S1 Settings
We make use of three datasets, namely CIFAR-10, BOSS1.0.1, and ImageNet for the evaluation. CIFAR-10 and ImageNet are
widely used for various vision-related tasks and BOSS1.0.1 is the dataset commonly covered by the stenography fields. For the
overall experiments, for CIFAR-10, we utilize its training dataset for training and the testing dataset for testing. In the case of
BOSS1.0.1, it contains 10,000 images in total. We split the dataset into two: 9,000 for training and 1,000 for testing. In the case
of ImageNet, for all experiments including PixelCNN++ training, we utilize its training dataset for training and its validation
dataset for testing. We use 32 × 32 × 3 for CIFAR-10, 128 × 128 × 1 for Boss-1.0.1 dataset, and 64 × 64 × 3 for ImageNet. For
experimental settings, we spend approximately 1 week to train a PixelCNN++ model for each dataset using four NVIDIA P100
GPUs. For training Deep Steganography and ISGAN, we need less than 3h for each case on one NVIDIA GTX 1080 GPU. In
the case of Deep Steganography and ISGAN, we train each model using the hyperparameter proposed in each paper.
S2 Where is a Secret Image Encoded?
We further examine how and where the secret image is encoded in case of the deep learning based steganographic algorithms
as mentioned in Sec. 1. We could utilize the newly acquired discoveries to find a more appropriate way to destroy as much of
the secret image as possible while maintaining the quality of the cover image.

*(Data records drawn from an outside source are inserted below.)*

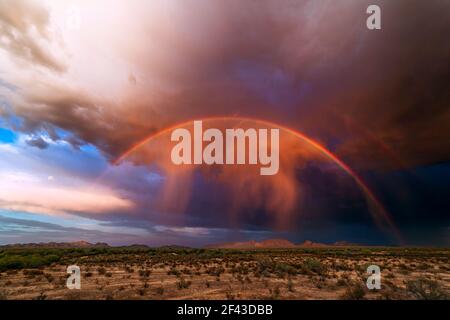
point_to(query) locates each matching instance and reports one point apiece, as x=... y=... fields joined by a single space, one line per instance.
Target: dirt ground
x=232 y=274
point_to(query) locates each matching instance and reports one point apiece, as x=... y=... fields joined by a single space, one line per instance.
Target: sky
x=88 y=88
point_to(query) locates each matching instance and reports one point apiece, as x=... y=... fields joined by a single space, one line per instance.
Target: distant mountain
x=76 y=244
x=252 y=244
x=277 y=243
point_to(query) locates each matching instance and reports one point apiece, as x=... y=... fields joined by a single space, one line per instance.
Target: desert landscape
x=271 y=269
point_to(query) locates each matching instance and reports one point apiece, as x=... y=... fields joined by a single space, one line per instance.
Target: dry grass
x=125 y=273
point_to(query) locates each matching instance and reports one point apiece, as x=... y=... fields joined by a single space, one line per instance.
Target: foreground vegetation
x=176 y=273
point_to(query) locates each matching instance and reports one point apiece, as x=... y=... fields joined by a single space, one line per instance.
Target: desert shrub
x=41 y=296
x=173 y=271
x=183 y=284
x=159 y=291
x=274 y=293
x=144 y=273
x=49 y=277
x=426 y=289
x=101 y=271
x=311 y=265
x=32 y=273
x=3 y=295
x=290 y=285
x=354 y=292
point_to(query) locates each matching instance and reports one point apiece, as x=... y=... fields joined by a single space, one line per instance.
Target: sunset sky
x=364 y=117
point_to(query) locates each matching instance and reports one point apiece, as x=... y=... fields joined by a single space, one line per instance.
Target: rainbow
x=377 y=210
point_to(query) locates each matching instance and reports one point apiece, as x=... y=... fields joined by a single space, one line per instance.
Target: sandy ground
x=265 y=275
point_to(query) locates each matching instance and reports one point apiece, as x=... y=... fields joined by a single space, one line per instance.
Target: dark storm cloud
x=38 y=143
x=378 y=98
x=382 y=95
x=23 y=27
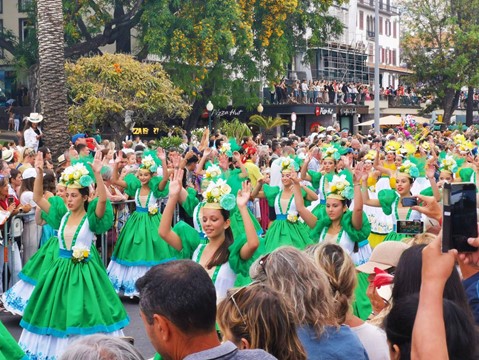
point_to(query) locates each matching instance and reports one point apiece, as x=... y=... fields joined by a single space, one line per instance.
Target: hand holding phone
x=409 y=201
x=459 y=217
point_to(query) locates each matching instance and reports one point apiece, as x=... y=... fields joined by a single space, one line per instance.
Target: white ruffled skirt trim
x=47 y=347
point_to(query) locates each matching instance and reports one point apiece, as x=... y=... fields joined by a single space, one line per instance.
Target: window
x=24 y=5
x=24 y=26
x=2 y=51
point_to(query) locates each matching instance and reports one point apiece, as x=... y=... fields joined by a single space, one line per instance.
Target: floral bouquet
x=76 y=176
x=80 y=254
x=292 y=216
x=341 y=187
x=409 y=168
x=219 y=194
x=212 y=172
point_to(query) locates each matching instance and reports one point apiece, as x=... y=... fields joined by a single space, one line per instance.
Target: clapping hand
x=176 y=182
x=97 y=164
x=244 y=194
x=39 y=161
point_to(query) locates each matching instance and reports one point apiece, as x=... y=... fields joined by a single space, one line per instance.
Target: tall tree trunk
x=449 y=104
x=51 y=80
x=470 y=104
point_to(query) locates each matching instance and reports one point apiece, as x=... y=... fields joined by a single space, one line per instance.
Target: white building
x=350 y=57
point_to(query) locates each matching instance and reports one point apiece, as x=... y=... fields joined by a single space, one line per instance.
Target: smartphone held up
x=459 y=216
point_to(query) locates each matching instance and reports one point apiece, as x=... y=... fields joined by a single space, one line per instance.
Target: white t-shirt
x=374 y=341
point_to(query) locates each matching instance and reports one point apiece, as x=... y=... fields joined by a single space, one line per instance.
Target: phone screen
x=459 y=217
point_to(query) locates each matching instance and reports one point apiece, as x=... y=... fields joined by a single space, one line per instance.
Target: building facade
x=351 y=56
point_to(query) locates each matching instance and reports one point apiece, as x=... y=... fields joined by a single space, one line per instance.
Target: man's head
x=177 y=302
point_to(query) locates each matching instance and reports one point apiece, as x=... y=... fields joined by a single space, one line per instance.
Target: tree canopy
x=440 y=46
x=103 y=88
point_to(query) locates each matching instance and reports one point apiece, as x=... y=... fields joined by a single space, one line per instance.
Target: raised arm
x=365 y=194
x=304 y=168
x=252 y=241
x=96 y=166
x=162 y=156
x=165 y=231
x=41 y=202
x=307 y=216
x=237 y=158
x=357 y=218
x=116 y=176
x=258 y=190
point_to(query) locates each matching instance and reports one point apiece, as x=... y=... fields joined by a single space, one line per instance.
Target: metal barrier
x=10 y=249
x=108 y=240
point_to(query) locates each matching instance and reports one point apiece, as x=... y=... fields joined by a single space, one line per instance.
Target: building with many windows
x=350 y=57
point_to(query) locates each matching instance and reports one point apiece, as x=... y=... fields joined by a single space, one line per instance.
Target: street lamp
x=209 y=108
x=260 y=108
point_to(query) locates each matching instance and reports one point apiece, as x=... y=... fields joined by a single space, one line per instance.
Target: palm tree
x=267 y=124
x=51 y=73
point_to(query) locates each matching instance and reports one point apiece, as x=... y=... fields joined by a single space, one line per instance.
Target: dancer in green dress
x=338 y=224
x=225 y=258
x=9 y=349
x=139 y=247
x=75 y=297
x=286 y=230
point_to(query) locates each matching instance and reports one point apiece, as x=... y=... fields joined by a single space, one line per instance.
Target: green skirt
x=74 y=299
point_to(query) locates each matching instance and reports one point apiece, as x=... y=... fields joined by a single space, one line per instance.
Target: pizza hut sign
x=326 y=111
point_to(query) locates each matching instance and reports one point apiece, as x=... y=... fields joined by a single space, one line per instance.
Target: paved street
x=135 y=329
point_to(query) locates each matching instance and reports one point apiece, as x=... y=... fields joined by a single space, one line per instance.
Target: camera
x=459 y=220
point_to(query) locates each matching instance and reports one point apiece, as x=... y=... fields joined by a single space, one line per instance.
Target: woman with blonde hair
x=341 y=274
x=306 y=290
x=256 y=317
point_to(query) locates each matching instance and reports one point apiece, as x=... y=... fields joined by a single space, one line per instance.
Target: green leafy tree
x=208 y=46
x=103 y=88
x=441 y=47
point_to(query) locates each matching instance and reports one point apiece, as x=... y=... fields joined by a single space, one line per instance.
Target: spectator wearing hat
x=31 y=231
x=33 y=134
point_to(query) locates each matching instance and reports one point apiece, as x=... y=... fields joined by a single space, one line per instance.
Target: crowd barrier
x=10 y=251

As illustrated in Fig. S1, after we increase the pixel value of the R channel of a random single pixel in the stego image by 1,
we evaluate its effect on the decoded secret image by measuring the residual between the secret image decoded by unmodified
stego image and randomly modified stego image, respectively. An increase by 1 in any position in any color channel of the
stego image has an impact across all color channels in the decoded secret image. We see that the largest impact commonly
occurs on the same channel.
We also witness that the secret image is encoded in a distributive but location-limited way. In other words, the pixel in-
formation of the left top corner of the secret image is only encoded on the left top corner of the cover image and likewise
for other areas. Based on this finding, we confirm that active steganalysis algorithms adjusting the stego image generated by
the deep learning-based encoding algorithms should apply the alternation of all the pixels of the stego image for the definitive
steganography removal.
Stego Image
Decoded
Secret Image
R
G
B
R
G
B
Figure S1: Impact of increasing a pixel value of the stego image by 1 on the decoded secret image. The left side of the figure is the residual
on each RGB channel between the stego image and modified stego image. The right side of the figure is the residual on each RGB channel
between the secret images decoded by the stego image and modified stego image, respectively.